Mayor Eric Adams on Monday truly did propose a New York City first: a composting mandate.
In an unprecedented move, residents of NYC will be required to separate garbage and organic waste under penalty of fines. Adams’ policy in particular takes aim at yard waste. New Yorkers with yards need to separate biodegradable materials (flowers, leaves, twigs, and grass clippings) from other waste into a separate bin for pickup by the NYC Department of Sanitation. It would be required for eight months of the year: March to July and September to November.
The New York Times says the Queens mandate will most likely take effect in June.
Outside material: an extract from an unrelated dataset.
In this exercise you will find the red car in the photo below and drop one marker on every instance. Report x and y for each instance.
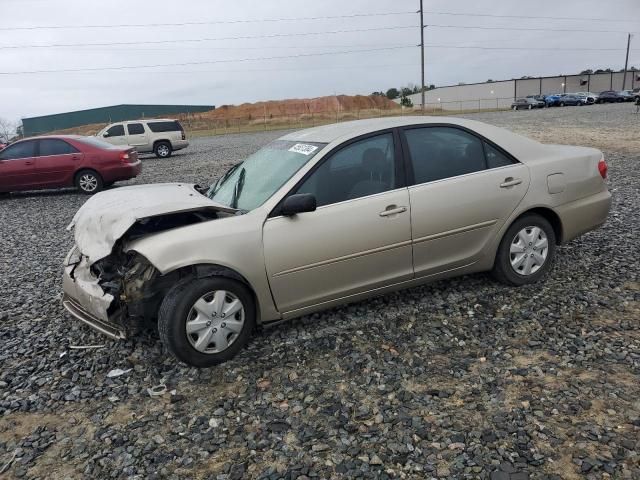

DSNY records say that Brooklyn’s mandate will take effect on October 2, 2023, The Bronx and Staten Island’s mandate will take effect on March 25, 2024, and Manhattan’s will begin on October 7, 2024
“Yard waste is the right place to start because it’s something New Yorkers already naturally separate,” Jessica Tisch, Commissioner of DSNY, told the New York Times. “There’s no real behavioral change required, and I think you have to ease into these mandates.”
DSNY will commence a three-month education and warning period in each borough before residents get violations that will range in cost from $25 for a first-time offense to $400 for a third-time offense.
This new policy will be instituted as the city also rolls out its voluntary curbside composting program set to start in Brooklyn this coming October. Other boroughs will follow into 2024 to make it the largest program of its kind in the country. In only three months after it began this past October, the successful Queens pilot program accumulated over 12.7 million pounds of organic waste.
The message is clear: New Yorkers want to be sustainable.